Canadian Consumer Debt Hits $2.66T as Insolvencies Surge 18.8%
EFX•Q1 consumer debt reached $2.66T, up 3.8% year-over-year, while non-mortgage balances contracted by $487M—the first quarterly drop in several quarters. Insolvencies surged 18.8% to the highest level since 2009 as new credit card originations plunged to a four-year low and lenders cut higher-risk limits 15–20%.
1. Q1 Consumer Debt and Insolvencies
The Q1 report shows total consumer debt climbed to $2.66 trillion, a 3.8% increase year-over-year, while non-mortgage balances fell by $487 million—the first quarterly decline in several quarters. Insolvency volumes rose 18.8% to levels unseen since 2009, with homeowner insolvencies up 11% quarter-over-quarter and average insolvency debt at $43.3K for non-mortgage filers and $82.4K for mortgage holders.
2. Credit Originations and Lending Standards
New credit card originations dropped to a four-year low as demand softened across most risk segments. Lenders responded by reducing average credit limits for higher-risk applicants by 15–20%, while super-prime consumers received modest limit increases.

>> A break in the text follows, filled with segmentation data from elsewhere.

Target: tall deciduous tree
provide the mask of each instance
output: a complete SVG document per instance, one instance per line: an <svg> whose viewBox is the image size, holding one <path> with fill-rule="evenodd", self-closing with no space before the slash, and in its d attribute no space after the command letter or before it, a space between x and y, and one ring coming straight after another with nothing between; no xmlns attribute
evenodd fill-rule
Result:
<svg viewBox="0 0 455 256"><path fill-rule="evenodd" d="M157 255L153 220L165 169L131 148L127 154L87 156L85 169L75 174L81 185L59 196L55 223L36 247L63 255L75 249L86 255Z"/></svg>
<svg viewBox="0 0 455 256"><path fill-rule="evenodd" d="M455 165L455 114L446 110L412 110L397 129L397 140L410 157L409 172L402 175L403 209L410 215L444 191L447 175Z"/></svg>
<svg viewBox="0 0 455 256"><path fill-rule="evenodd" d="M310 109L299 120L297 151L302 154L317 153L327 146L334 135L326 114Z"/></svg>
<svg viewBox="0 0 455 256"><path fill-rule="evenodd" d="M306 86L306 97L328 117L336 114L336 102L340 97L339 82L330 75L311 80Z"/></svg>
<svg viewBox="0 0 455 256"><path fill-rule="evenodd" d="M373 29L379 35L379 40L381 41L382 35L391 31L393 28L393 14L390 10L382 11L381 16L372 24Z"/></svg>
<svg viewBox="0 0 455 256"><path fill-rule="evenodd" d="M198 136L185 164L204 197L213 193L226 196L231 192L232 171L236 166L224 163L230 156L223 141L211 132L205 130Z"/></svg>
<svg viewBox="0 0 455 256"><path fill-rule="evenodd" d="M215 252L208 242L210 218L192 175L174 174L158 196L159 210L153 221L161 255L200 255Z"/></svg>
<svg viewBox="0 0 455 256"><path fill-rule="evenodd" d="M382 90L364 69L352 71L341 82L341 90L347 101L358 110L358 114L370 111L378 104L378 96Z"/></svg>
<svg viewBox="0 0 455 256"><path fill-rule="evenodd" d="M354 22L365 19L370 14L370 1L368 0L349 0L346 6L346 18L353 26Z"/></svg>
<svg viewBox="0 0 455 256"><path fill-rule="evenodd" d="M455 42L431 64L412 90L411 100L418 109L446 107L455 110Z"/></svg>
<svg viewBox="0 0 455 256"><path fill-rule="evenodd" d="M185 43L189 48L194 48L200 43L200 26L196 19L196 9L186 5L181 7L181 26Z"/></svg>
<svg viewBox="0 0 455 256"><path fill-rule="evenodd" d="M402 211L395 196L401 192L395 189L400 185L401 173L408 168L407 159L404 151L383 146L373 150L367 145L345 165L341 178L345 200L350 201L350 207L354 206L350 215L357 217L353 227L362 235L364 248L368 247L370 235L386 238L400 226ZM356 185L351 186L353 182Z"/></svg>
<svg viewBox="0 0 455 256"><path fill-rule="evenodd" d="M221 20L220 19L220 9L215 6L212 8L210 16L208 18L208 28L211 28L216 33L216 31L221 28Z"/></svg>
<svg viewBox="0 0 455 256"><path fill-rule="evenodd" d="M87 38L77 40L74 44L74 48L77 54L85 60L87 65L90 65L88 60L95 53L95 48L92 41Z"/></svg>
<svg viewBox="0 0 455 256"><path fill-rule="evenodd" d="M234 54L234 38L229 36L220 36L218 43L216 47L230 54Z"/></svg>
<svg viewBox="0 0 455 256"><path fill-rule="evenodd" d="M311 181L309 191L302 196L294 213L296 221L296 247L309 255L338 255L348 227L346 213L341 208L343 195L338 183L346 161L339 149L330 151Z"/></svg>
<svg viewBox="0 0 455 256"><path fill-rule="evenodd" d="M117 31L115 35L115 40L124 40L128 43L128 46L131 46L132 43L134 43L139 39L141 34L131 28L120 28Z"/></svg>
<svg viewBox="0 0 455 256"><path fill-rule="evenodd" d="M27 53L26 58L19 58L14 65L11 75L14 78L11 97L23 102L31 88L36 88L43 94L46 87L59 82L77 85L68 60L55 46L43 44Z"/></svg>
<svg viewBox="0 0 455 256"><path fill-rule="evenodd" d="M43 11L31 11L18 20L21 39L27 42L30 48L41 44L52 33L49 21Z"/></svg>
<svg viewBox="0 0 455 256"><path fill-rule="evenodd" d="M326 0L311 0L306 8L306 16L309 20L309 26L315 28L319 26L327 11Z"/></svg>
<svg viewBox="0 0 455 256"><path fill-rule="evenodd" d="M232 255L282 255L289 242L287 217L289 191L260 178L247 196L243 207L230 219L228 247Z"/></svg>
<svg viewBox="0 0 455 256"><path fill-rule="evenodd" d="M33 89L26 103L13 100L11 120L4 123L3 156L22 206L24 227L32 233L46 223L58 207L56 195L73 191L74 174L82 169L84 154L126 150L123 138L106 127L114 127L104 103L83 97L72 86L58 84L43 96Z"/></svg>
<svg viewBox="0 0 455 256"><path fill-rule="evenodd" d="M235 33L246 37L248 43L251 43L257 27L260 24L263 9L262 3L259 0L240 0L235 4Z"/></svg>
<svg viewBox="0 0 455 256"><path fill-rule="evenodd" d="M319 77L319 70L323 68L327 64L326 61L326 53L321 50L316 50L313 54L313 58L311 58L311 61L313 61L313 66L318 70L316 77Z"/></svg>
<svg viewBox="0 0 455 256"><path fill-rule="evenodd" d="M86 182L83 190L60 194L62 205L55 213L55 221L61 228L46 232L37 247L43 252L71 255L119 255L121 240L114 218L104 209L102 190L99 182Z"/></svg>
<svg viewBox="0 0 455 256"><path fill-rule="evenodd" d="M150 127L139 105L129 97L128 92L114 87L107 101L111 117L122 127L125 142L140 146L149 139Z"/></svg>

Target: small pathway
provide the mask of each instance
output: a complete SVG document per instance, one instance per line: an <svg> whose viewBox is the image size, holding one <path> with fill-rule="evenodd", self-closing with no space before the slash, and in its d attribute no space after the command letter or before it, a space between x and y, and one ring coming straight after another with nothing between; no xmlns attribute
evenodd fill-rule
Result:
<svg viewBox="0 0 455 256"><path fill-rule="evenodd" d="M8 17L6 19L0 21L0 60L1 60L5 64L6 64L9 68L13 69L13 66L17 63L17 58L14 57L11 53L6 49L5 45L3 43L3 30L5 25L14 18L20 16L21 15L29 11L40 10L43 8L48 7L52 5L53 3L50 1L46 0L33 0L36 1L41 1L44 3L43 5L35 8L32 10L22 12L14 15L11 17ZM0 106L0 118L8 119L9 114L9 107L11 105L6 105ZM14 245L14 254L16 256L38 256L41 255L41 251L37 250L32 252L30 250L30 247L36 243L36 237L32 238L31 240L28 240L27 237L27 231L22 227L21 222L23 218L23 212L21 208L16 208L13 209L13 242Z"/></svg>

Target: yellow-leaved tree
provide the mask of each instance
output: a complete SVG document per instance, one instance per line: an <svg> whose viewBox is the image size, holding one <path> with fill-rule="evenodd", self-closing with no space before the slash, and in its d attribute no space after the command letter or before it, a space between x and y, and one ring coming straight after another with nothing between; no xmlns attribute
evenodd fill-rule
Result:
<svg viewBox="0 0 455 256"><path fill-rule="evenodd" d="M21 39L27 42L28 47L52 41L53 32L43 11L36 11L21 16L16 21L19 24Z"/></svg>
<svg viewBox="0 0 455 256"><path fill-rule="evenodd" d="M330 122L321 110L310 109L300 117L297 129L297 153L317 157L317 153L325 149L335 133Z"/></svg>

3. Auto and Installment Loan Slowdown
Captive auto loan originations declined nearly 5% year-over-year to a three-year low, and bank instalment loan volumes fell 9.5%, reflecting heightened consumer caution despite lower vehicle prices offset by rising insurance and maintenance costs.
4. Delinquency Trends and Regional Variations
National 90+ day delinquency balances and volumes rose by 4.18% and 2.38%, respectively. Provincial results diverged: Quebec, Nova Scotia, Saskatchewan and New Brunswick showed delinquency improvements, while Ontario, British Columbia and Manitoba experienced worsening trends.